Aubele earned a yellow card for going in hard on Varela, but the Vikings took advantage of having 10 field players to the Sailors’ nine. In the 45th minute, Marina took the lead on a left-footed shot by a wide-open Joshua Featherston near the top of the box. Featherston didn’t strike the ball hard, but goalkeeper Victor Negrete seemed to react to it a little late, before diving to stop the low ball, only to see it go over his gloves and into the back of the net.

Featherston’s 12th goal of the season was all Marina (9-7-1, 1-2-0) needed to earn its first victory in league under Coach Gabriel Lucatero, who was at Sage Hill School last season. Lucatero has quickly found out the Sunset League is not the Academy League.

“We only lost two games,” said Lucatero, referring to his one season in charge of Sage Hill, leading the program to a 15-2-2 overall record and the second round of the CIF Southern Section Division 6 playoffs.

“The competition you face here, you’re [going up against] Division 1 [teams] in comparison to like a Division 5 or Division 6 school. There [are] a lot more skillful players [in the Sunset League].”

There was plenty of talent on display, mostly on the Sailors’ side, with senior midfielders Alan Alcantara and Jose Garfias, and Negrete and Varela, both juniors, and senior forward Hugo Enriquez. In the first 20 minutes, those five players helped Newport Harbor control the action.

Alcantara, the Sunset League Most Outstanding Offensive Player last season, had two great scoring chances deep in the box, and Enriquez had another from the left side. Each time, Marina keeper Shadi Asad stopped the shots, diving to make two saves, and he leaped to deflect one over the crossbar.

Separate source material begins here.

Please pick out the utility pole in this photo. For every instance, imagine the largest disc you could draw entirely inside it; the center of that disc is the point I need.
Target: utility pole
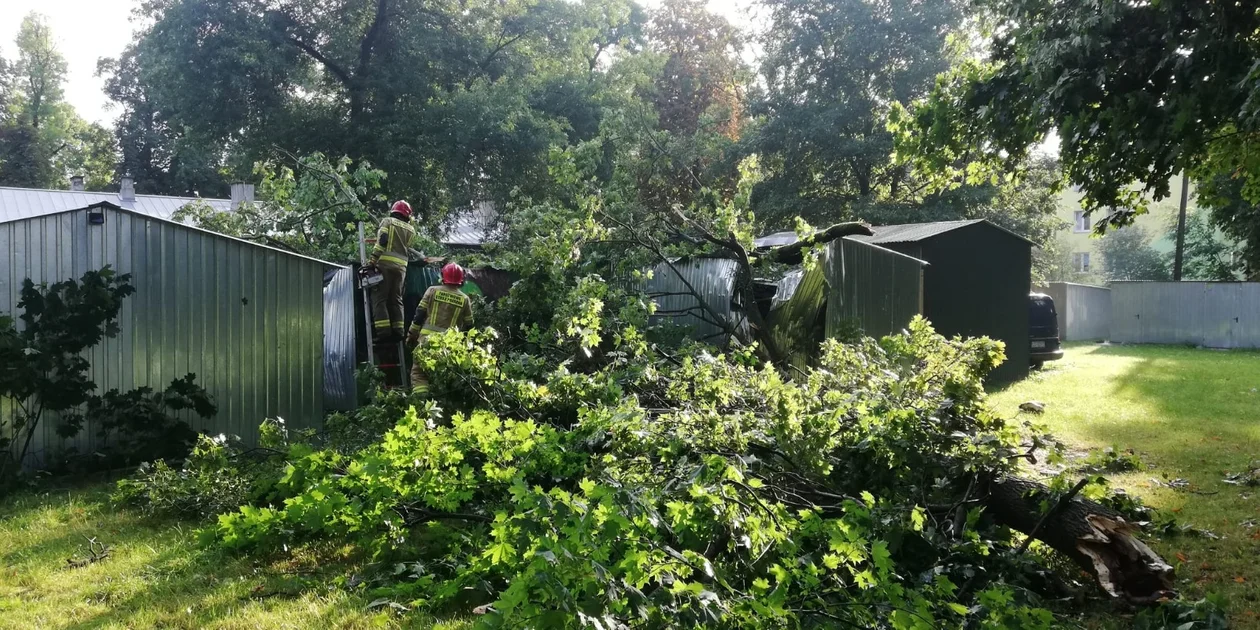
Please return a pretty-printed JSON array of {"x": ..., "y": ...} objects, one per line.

“He may be the best keeper in this [league],” Newport Harbor Coach Juan Mares said of Asad, a senior who earned his sixth shutout after finishing with 15 saves.

While Asad kept turning back Newport Harbor, the Vikings’ first well-hit shot on goal came in the 25th minute. But Marcelo Ratinoff, near the 18, hit the ball right at Negrete, who made four of his dozen saves in the first half.

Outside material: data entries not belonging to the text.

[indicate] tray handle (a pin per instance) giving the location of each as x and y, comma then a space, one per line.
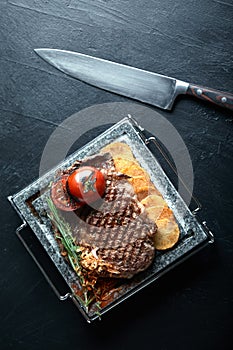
27, 240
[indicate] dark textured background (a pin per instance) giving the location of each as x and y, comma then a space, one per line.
190, 307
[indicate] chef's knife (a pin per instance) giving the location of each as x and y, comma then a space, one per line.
138, 84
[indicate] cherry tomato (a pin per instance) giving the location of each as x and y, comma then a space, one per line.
86, 184
61, 197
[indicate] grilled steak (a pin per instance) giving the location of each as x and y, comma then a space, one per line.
115, 235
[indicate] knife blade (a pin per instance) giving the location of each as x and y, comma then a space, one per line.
145, 86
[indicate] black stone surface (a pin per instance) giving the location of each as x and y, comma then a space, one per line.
190, 307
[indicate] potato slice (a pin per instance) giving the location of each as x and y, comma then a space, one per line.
139, 182
119, 149
167, 234
144, 192
154, 212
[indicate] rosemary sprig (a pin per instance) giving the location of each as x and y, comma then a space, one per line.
73, 252
65, 237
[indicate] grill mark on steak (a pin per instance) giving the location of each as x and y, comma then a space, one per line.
117, 225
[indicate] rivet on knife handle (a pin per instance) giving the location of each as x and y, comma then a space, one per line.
223, 99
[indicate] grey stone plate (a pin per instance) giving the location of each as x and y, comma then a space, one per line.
31, 205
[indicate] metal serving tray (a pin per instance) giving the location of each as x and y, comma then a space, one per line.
31, 205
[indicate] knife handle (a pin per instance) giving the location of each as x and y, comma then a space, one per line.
223, 99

With the Sailors a man short, Marina challenged Negrete more in the second half, but there was Salvador Ramirez to clear striker Jerry Allison’s header going toward the left post in the 51st minute, and Marlon Nava also kicked a ball out of danger in the 66th minute.

Nava had the Sailors’ best chance late to even the game. The team earned a free kick outside the box, where Nava took it. The ball sailed over the crossbar in the 70th minute. Newport Harbor’s third match in league wouldn’t go into overtime as the previous two.

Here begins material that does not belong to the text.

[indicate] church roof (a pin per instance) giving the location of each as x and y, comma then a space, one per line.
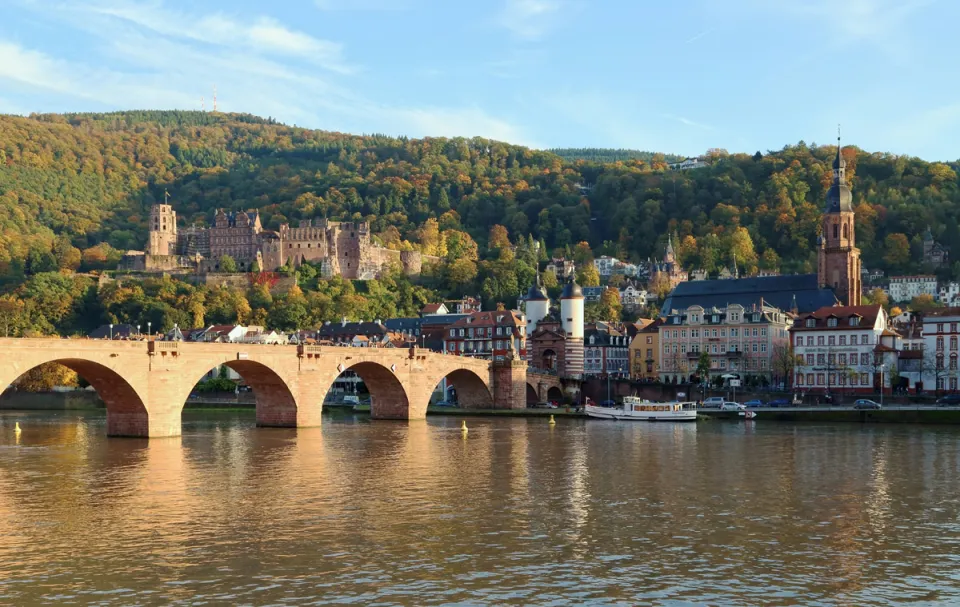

“We just have to execute in the first half,” said Mares, knowing his team, which has placed third in league the past two seasons, cannot afford to lose its next match, even though Newport Harbor will be without Varela at Huntington Beach, ranked No. 9 in Division 1, on Friday at 5 p.m.

“I thought we had five excellent chances [in the first half], and if we even put two of those away, we’d be up, 2-0, and [it would be a] different game. I thought we outshot them, but we just could not finish.”

So far that has been the Sailors’ story in league, whether in overtime or in regulation.